Tech

Google Rebuilds Search Around Gemini as the Classic Results Page Fades

Google has done something many assumed it would never risk: it has rebuilt the heart of its search engine around artificial intelligence. In late May the company flipped the switch to power its core global search with Gemini 3.5 Flash, making a conversational interface the default rather than an optional extra.

For decades the familiar list of blue links defined what it meant to search the web. That experience is now being pushed into the background. Users can ask complex questions in plain language and follow up with clarifying queries directly on the main results page, without toggling into a separate AI mode. The search box, in its traditional form, is quietly being retired.

The implications are enormous. Publishers, retailers and anyone who depends on search traffic have spent years optimising for a system of ranked links. A conversational engine that synthesises answers changes the calculus, raising hard questions about how often people will click through to original sources and how creators will be credited and compensated.

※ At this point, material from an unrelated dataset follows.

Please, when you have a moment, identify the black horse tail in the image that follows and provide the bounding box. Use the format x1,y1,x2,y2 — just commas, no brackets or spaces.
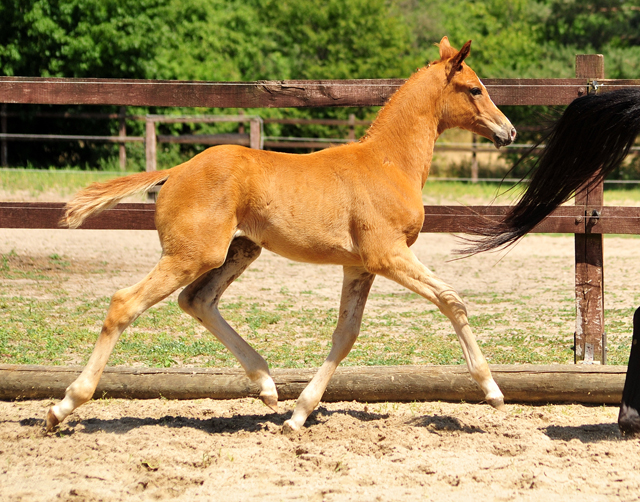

Google is not moving in isolation. Apple is reportedly preparing a significant shift of its own, one that would let users choose third-party AI providers, including Google and Anthropic, to power its assistant features across the next versions of its phone, tablet and desktop software. If that materialises, the assistant on a given device would no longer be a fixed, single-vendor experience but something the user selects, much as they choose a default browser today.

Taken together, these moves point to a broader convergence. Search engines are becoming assistants, assistants are becoming the front door to the web, and the lines between a query, a conversation and a task are blurring. The winners will be the companies that make answers feel trustworthy and fast, while the open web wrestles with what it means when fewer people visit the pages that generated the knowledge in the first place.

For now the change is live and millions of people are already using it, often without realising the machinery underneath has fundamentally changed. ExstarHub will be tracking how the new search behaves, and what it means for the sites and services that rely on being found.